Samstag, 24. Januar 2015

Ambiguität und die Auslegung von Texten

Eine erste Lehre aus der Lektüre des schönen Buches vonThomas Bauer ist die, dass jede Übersetzung aus einem ursprünglichen Text immer wieder an Stellen kommt, wo man eine in den Text schneidende Entscheidung treffen, ein weitgreifendes Urteil fällen muss.

Für die Muslime des Mittelalters war klar: jede Übersetzung aus dem Arabischen war ein urteilender Kommentar. Sie gab vor, eine bestimmte Stelle verstanden zu haben, und zwar auf die Weise, wie sie in der neuen Sprache zu verstehen war. Einen Kommentar zum Koran zu erstellen war zunächst einmal aber eine sehr kunstvolle und abwägende Sache, wie es Thomas Bauer anhand der Kommentierung von Q 5:3 Euch ist Verendetes verboten aufzeigt. In vielen kleinen Schritten wird zu dieser Stelle die Frage geklärt, ob man denn etwa die Haut von verendeten Tieren zur Erzeugung von Leder benutzen darf oder nicht.

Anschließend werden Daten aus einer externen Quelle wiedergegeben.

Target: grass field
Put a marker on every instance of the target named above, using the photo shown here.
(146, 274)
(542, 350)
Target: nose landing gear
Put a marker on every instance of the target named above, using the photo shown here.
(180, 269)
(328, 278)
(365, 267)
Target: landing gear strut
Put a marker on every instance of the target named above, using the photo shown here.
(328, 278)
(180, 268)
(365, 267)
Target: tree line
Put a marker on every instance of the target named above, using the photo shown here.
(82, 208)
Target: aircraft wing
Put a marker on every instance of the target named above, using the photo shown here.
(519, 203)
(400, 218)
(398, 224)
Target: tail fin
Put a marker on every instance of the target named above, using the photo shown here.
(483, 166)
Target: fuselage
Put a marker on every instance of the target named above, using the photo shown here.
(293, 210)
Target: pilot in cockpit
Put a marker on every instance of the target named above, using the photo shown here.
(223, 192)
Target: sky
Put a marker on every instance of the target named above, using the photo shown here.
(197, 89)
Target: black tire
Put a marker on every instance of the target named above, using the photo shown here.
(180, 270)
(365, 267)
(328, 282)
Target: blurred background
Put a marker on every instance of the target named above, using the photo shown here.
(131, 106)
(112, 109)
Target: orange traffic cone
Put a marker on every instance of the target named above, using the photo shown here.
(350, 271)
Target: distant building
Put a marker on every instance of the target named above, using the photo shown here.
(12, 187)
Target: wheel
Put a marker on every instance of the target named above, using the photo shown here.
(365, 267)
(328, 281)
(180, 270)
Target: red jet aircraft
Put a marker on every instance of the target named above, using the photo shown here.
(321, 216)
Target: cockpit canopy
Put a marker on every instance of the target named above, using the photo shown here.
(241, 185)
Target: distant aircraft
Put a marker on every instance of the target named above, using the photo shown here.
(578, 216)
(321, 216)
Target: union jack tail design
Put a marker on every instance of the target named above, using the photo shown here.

Für die Ausleger und Rechtsgutachter des Korans und seiner Zusätze (Hadithe) war klar, dass der Koran mit seinen vielfältigen Ambiguitäten fast ohne Grenzen ausgelegt werden konnte – und gerade deshalb nicht kongenial zu übersetzen war. Jede Übersetzung war eine die Ambiguität aufhebende und einseitige Festlegung.
Ich wurde an ein großes Ambiguitäts-Rätsel im Alten Testamentes erinnert. Es lautet: wer sind die anawim, die elend-sanftmütigen bzw. demütig-armen Menschen? Die erste große Übersetzung des hebräischen Urtextes, die etwa 200 v. Chr. entstandene griechische “Septuaginta“ hat hier mit einem radikalen Schnitt die herrschende Ambiguität aufgehoben und einen Teil der anawim-Stellen mit „arm / elend“ und den anderen Teil mit „sanftmütig / demütig“ übersetzt. Nur der Urtext lässt den Leser in einem unbestimmten Raum zwischen den beiden Begriffen.

Mose mit den Gesetzestafeln
Unser modernes Denken ist auf Eindeutigkeit ausgerichtet und stört sich an Ambiguität. Aber sind wir sicher, dass wir mit unserem Entweder/Oder der Wahrheit wirklich näher kommen? War Mose, der größte der anawim  (4. Mose 12:3), besonders geplagt oder war er besonders demütig? Die Bearbeiter der Lutherbibel haben sich in den 500 Jahren ihrer Geschichte mal für die eine und mal für die andere Version entschieden.
Aber kann man nicht beides gleichzeitig lesen und einmal seine auf scharfe Eindeutigkeit eingerichteten Hörwerkzeuge ein wenig weicher einstellen? Die Rede von den anawim ist sehr wichtig. Sie sind es offenkundig, mit denen Gott sein zukünftiges Reich bauen will. Ihnen müssen wir nacheifern, wenn wir Bürger in diesem Reich werden wollen.

Es ist bemerkenswert, dass Jesus in der Bergpredigt die Ambiguität aufhebt und sie in gewisser Weise neu einführt: die Elenden werden in der ersten Seligpreisung erwähnt (als die Armen des Geistes) und die Sanftmütigen in der dritten. Arme und Sanftmütige werden Besitzer von Himmel und Erde sein, Bürger des zukünftigen Friedensreiches Gottes. 
Um über sie nachzudenken, muss man wohl sehr viel Ambiguität aushalten. Ich bin dankbar und ein wenig erstaunt, dass ich diese Weisheit ausgerechnet in einem Kommentar zum Koran gefunden habe.